Cambio argomento e torno sulla questione del prezzo della corrente elettrica al netto delle spese e chiedo di aiutarmi a capire se con il contratto che loro consigliano andrei a risparmiare rispetto a quanto pago oggi con l’attuale gestore. Faccio presente che vorrei mantenere la tariffa bioraria.

Inizia a sbuffare, digita sulla tastiera e mi gira il suo monitor mostrandomi dei grafici: “Lo vede? questo è l’andamento del Pun (prezzo unico nazionale). Lo vede?” ripete. In realtà non lo vedo perché il suo schermo è troppo distante per riuscire a vedere quella rappresentazione grafica minuscola. Cerco comunque di segnarmi delle cifre e di farmi quattro conti per raccapezzarmi prima di firmare.

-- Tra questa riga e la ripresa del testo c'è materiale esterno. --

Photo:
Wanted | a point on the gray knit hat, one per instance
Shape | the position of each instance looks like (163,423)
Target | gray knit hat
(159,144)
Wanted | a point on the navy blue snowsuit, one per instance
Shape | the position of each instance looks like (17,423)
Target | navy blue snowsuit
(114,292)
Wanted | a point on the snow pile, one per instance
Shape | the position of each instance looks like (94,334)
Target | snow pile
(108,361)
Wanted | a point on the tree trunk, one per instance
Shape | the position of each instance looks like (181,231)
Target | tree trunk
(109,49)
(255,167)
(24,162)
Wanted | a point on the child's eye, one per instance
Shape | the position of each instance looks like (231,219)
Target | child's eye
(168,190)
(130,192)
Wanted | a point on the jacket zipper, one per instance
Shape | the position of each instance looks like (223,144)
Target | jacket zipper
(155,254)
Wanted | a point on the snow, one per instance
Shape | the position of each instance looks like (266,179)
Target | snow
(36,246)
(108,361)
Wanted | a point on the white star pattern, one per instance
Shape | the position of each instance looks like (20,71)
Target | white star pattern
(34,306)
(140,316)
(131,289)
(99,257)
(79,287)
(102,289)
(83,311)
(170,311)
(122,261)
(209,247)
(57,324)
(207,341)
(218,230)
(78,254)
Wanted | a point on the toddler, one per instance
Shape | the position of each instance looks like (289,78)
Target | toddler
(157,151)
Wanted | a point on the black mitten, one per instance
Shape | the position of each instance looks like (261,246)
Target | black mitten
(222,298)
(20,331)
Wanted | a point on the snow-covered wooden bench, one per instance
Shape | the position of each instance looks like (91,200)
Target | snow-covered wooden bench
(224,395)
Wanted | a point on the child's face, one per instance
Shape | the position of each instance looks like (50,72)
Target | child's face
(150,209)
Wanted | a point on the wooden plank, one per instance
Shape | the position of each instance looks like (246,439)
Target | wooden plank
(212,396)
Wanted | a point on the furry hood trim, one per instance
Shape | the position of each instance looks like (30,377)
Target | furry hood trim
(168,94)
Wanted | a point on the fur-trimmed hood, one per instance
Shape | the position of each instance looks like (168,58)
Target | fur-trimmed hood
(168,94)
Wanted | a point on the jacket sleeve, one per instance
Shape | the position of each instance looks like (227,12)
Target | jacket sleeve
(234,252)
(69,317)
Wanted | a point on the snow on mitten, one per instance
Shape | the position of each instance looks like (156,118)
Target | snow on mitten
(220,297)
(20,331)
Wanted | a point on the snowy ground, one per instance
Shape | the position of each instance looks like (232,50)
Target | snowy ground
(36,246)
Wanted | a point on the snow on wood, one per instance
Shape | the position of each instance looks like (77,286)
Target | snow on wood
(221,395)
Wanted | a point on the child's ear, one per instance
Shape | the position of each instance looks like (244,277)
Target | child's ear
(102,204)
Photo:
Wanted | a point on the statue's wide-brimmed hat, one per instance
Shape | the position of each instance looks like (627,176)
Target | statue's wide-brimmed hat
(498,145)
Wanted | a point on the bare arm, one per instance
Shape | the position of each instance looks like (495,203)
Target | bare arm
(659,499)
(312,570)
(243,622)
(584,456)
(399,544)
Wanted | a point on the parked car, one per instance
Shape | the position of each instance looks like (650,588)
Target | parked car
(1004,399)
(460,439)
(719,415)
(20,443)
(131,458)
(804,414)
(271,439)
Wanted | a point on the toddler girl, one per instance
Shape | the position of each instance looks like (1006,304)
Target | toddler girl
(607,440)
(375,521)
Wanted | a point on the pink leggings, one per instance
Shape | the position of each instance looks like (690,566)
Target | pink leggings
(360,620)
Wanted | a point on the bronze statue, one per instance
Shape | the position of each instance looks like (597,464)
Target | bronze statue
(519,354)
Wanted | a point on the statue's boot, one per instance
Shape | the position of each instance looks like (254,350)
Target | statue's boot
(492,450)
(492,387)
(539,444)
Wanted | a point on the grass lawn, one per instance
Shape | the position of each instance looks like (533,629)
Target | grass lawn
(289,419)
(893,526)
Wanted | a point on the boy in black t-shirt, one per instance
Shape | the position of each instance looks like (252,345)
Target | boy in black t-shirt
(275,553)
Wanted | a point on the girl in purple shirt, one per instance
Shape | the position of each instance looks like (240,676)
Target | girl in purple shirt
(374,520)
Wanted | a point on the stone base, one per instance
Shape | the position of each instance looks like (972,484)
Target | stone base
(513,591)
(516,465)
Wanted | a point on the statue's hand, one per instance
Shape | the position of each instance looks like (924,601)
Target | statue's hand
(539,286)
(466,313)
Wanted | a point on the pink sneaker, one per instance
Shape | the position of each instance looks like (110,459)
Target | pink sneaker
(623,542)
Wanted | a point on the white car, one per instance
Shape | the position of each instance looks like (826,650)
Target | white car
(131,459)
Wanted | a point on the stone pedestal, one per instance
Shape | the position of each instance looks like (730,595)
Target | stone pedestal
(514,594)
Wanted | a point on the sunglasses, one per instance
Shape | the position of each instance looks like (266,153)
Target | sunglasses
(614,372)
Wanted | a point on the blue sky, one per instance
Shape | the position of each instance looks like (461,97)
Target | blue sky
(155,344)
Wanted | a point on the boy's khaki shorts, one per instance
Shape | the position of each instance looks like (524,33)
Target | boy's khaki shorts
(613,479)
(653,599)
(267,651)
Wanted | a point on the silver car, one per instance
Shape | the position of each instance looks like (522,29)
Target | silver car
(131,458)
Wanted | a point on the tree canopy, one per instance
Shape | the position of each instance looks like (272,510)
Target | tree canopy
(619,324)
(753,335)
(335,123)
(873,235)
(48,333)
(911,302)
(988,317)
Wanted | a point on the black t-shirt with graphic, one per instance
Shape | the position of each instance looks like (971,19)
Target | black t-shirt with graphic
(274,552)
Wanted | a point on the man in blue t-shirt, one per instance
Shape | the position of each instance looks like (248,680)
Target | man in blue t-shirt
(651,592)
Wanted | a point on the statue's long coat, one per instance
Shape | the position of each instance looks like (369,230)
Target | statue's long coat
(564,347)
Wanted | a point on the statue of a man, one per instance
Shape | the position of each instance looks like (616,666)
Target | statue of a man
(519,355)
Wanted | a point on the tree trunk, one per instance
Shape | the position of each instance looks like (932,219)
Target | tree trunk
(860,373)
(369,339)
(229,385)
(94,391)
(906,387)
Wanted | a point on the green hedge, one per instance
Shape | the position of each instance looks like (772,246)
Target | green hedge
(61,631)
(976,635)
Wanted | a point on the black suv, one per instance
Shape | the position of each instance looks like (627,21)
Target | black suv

“Io mi sento interrogata”, sbotta l’addetta.
“Scusi?”.
“Sì, io mi sento interrogata da lei”, dice la signora. Sono perplessa, l’unica cosa che mi viene da risponderle è che ritengo sia meglio avere a che fare con un possibile utente che chiede e firma convinto di ciò che ha sottoscritto piuttosto di chi firma senza capire, salvo poi magari lamentarsi di essere stato mal informato o peggio, gabbato.
L’addetta non demorde: “Lo vede? Sono rossa”.
Mi rigira il su monitor e mi mostra un banner temporale che da verde è passato al giallo e ora è sul colore rosso: sono trascorsi forse 10 minuti da quando mi sono seduta; evidentemente il sistema ha previsto che entro quel tempo il cliente standardizzato debba aver scelto – non importa se ha capito ed è convinto – ma di sicuro deve aver firmato.
Effettuando così, naturalmente, la scelta che l’azienda ha deciso per tutti, senza neppure contemplare, evidentemente, che il possibile cliente abbia delle domande da sottoporre.
Lo schema è: quello che decide il gestore deve andare bene a tutti, stile polli allevati in batteria. Tutto ciò fa il paio con il rimpallo delle dichiarazioni politiche di questi giorni; sulle presunte colpe-responsabilità rispetto alla vicenda mercato tutelato/mercato libero.

Emerge poi che, secondo Arera (Autorità di regolazione per energia reti e ambiente), il mercato libero avrebbe avuto prezzi più bassi di quello tutelato sia nel 2021, sia nel 2022.
In data 17 gennaio poi, l’Ansa ha battuto questa notizia: il prezzo del gas scende ancora e si attesta a 28 euro. Testo: “Le quotazioni del gas scendono ancora e si attestano ai livelli di ottobre 2021. Ad Amsterdam le quotazioni scendono del 5,5% a 28 euro al megawattora, dopo aver toccato un minimo di giornata di 27,8 euro. Dall’inizio dell’anno il prezzo registra un calo complessivo del 13%”. Se ciò fosse vero sarebbe un primo controsenso rispetto a ciò che tutti i rappresentanti politici si rincorrono nel dichiarare: ovvero che il passaggio sarà una fregatura per il cittadino.

Il secondo controsenso è ben riassunto da una dichiarazione di Calenda: “La sinistra non può imputare a Meloni quello che abbiamo votato nel governo Draghi, compresa la Lega. Se adesso votassimo gli emendamenti per la proroga del mercato tutelato ci richiederebbero indietro la terza rata del Pnrr”.

Terzo controsenso: la società di fornitura alla quale mi sono rivolta è – sulla carta – una pluripremiata in termini di comunicazione con il cittadino, tra le maggiori e le prime a fornire i propri utenti di “fatture parlanti”; immaginiamo allora che trasparenza di informazioni possono garantire altre realtà minori nella vera e propria giungla di nominativi di fornitori. E questo spiega tutta la frustrazione in cui siamo immersi: la farsa della liberalizzazione del mercato energetico e la presunta libertà del consumatore di poter scegliere il meglio. Ed è meglio che stabiliscono altri, a priori. A prescindere dalle esigenze.

Per la cronaca, alla fine io ho scelto proprio il contratto di fornitura il cui prezzo non è fisso ma varia a seconda dell’andamento del Pun; è stata una reazione quasi incondizionata: sottoscrivere per uno dei due contratti che quel gestore “sconsigliava”, pur avendolo inserito tra le sue tre offerte.